Love is often at the center of conflict. In a new book co-edited by John Davenport, PhD, it’s no different.
Love, Reason and Will: Kierkegaard after Frankfurt (Bloomsbury Publishing, 2015), released last month, presents a series of arguments on the nature of love, as seen through the lenses of living contemporary philosopher Harry Frankfurt and the19th-century theologian and existentialist Søren Kierkegaard.
Davenport, professor of philosophy and director of Fordham’s Peace and Justice Studies program, likened the contrasting perspectives of love among the two thinkers to the two Greek words for love: Eros, desire-based love, and Agape, unconditional love or neighborly love.
“In a sense the book is about this old conflict,” said Davenport, who co-edited the book with Anthony Rudd, PhD, associate professor of philosophy St. Olaf College. “The Eros theory sees the attraction of love like that of the bee to sugar, a magnetic attraction, and the Agape view sees a love without any prior attraction, such as the benevolent Samaritan helping a stranger.”
Frankfurt, an analytic philosopher, argues that all love has an Agapic form of some kind, said Davenport, and that love is based on “no reason.” If a person sees value in the act of loving a stranger, it is not because of an attraction of any kind; rather, it is volitional: because we are committed to that person, we see value I them.
Kierkegaard’s Christian-influenced writing on Agapic love, however, imagines it as responding to the simple “personhood of another person, or the watermark made in the image of God. So there is in fact a reason for loving a person as a neighbor.”
“Some may find these two philosophers as unlikely conversation partners,” said Davenport; yet Frankfurt’s work, he said, has inspired a renaissance in the examination of love among philosophers such as Stanley Cavell, Iris Murdoch, Alan Soble, and others. At the same time, there has been a new wave of scholarship on Kierkegaard.

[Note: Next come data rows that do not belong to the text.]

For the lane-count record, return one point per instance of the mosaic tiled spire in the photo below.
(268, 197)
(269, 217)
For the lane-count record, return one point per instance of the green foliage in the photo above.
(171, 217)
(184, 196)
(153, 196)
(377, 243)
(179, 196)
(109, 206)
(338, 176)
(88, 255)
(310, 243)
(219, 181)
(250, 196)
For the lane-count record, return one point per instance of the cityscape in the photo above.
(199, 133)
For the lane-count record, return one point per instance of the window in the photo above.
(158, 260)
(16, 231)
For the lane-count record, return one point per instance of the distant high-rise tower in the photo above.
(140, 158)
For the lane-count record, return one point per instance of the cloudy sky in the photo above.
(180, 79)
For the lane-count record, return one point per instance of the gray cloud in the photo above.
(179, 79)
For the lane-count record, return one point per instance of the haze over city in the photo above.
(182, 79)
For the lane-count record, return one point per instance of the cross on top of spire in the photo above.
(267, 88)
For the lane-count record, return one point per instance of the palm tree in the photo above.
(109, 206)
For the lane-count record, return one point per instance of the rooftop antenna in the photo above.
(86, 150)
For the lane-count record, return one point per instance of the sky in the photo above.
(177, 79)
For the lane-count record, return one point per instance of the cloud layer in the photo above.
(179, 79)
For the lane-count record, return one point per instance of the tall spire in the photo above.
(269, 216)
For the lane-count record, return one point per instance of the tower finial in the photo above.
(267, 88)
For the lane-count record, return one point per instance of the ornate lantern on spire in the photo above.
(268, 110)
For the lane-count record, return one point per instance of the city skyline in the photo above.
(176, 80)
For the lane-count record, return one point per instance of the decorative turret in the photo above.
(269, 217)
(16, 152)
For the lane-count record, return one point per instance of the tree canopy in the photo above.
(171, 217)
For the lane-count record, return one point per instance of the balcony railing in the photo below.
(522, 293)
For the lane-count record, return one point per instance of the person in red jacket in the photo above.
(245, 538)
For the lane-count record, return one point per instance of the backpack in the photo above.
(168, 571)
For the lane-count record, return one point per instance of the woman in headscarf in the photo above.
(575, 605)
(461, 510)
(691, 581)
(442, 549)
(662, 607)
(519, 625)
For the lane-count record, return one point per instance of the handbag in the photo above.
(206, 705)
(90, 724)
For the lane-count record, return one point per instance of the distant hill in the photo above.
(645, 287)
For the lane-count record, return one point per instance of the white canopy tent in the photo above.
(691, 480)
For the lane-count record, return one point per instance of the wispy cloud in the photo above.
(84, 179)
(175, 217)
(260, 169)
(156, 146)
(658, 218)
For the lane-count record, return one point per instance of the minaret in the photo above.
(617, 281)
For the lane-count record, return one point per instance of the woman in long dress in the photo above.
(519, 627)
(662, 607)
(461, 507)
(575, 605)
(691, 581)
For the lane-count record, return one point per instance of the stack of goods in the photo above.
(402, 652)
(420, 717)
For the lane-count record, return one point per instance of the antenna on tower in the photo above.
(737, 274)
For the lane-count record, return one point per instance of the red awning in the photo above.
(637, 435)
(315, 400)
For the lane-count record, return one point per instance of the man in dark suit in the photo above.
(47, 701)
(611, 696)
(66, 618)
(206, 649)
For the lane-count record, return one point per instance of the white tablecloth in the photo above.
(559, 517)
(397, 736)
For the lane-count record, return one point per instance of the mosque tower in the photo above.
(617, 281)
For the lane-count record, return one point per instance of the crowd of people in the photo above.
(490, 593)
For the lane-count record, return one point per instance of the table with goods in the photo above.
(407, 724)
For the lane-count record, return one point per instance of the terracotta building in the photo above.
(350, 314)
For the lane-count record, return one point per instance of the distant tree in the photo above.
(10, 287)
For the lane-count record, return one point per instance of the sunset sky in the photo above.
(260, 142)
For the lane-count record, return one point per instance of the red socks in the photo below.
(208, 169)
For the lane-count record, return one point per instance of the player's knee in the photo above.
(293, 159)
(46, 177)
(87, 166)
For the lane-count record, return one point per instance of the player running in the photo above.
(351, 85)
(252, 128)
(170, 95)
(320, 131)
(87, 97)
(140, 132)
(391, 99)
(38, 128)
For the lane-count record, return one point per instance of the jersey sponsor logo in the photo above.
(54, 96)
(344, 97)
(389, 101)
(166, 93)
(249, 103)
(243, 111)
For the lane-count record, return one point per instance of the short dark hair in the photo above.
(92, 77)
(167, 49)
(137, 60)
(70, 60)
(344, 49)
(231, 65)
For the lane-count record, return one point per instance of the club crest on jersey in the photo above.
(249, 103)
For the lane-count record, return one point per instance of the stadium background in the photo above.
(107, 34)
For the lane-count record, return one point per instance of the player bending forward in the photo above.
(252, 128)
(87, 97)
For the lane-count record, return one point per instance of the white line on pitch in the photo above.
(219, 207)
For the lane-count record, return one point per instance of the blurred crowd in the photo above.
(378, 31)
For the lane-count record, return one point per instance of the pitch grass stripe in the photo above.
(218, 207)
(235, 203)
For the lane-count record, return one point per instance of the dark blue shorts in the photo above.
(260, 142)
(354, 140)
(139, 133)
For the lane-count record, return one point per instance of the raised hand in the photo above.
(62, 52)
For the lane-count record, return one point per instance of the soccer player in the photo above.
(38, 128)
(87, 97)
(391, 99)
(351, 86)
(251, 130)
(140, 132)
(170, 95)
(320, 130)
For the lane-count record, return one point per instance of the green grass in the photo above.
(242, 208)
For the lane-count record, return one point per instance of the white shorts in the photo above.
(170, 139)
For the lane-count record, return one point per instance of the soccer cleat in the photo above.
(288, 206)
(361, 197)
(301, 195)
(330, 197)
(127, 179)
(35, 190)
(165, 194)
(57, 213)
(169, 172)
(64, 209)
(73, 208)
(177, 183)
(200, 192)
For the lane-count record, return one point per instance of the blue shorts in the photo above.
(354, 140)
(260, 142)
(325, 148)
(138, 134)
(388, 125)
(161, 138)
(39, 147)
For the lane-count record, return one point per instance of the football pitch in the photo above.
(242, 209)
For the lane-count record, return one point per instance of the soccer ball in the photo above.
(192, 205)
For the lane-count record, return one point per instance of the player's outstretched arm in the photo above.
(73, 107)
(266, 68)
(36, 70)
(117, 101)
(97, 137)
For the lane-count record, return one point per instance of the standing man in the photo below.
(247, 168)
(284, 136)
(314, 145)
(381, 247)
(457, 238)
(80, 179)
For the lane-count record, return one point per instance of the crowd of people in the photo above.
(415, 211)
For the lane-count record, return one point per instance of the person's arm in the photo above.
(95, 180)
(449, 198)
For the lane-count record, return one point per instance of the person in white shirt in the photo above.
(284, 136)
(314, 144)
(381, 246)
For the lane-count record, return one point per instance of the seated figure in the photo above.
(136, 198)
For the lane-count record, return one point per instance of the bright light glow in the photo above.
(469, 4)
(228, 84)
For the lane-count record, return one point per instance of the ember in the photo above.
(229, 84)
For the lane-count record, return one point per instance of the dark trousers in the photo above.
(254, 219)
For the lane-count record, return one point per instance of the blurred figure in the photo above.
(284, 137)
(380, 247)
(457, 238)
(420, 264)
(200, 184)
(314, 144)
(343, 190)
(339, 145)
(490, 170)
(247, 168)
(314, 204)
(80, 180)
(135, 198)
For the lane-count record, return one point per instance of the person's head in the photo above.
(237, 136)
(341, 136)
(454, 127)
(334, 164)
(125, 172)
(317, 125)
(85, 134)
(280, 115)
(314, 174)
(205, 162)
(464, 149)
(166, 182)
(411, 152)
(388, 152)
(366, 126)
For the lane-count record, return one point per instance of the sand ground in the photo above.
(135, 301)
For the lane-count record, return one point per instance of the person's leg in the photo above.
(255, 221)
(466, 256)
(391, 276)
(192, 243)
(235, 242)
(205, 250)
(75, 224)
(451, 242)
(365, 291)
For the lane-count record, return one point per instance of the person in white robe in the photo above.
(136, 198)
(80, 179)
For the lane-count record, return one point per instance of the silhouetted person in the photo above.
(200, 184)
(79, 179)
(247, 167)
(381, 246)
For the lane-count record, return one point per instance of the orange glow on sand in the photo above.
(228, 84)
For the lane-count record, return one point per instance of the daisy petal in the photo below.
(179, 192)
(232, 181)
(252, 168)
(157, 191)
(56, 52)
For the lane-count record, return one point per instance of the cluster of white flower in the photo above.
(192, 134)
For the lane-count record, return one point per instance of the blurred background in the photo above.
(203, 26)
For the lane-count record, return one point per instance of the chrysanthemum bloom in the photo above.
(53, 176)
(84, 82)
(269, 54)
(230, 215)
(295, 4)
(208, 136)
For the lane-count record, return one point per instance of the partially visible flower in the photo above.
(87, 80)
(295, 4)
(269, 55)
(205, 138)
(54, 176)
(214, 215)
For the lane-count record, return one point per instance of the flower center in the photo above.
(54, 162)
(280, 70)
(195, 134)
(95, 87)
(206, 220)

Part of Davenport’s interest in doing the book, he said, arose from having studied philosophy with Frankfurt as an undergraduate at Yale, not long after Frankfurt had gained some popular-culture notoriety for a paper he wrote, “On Bullshit,” part of which was featured as an essay in Harper’s magazine. Davenport has contributed an essay to the volume in which he argues that Frankfurt’s critique of bullshit implies that “truth is objectively worth loving. “
The volume is also an homage to Kierkegaard’s insightful thoughts on the topic of love, however, and the hope that comparing his ideas to Frankfurt’s more secular approach, Davenport said, “might shed light on both of these philosophers [and]enable us to think better ourselves about these fundamental issues.”
“We are in the midst of a new era of productive scholarship on forms of human love,” he said.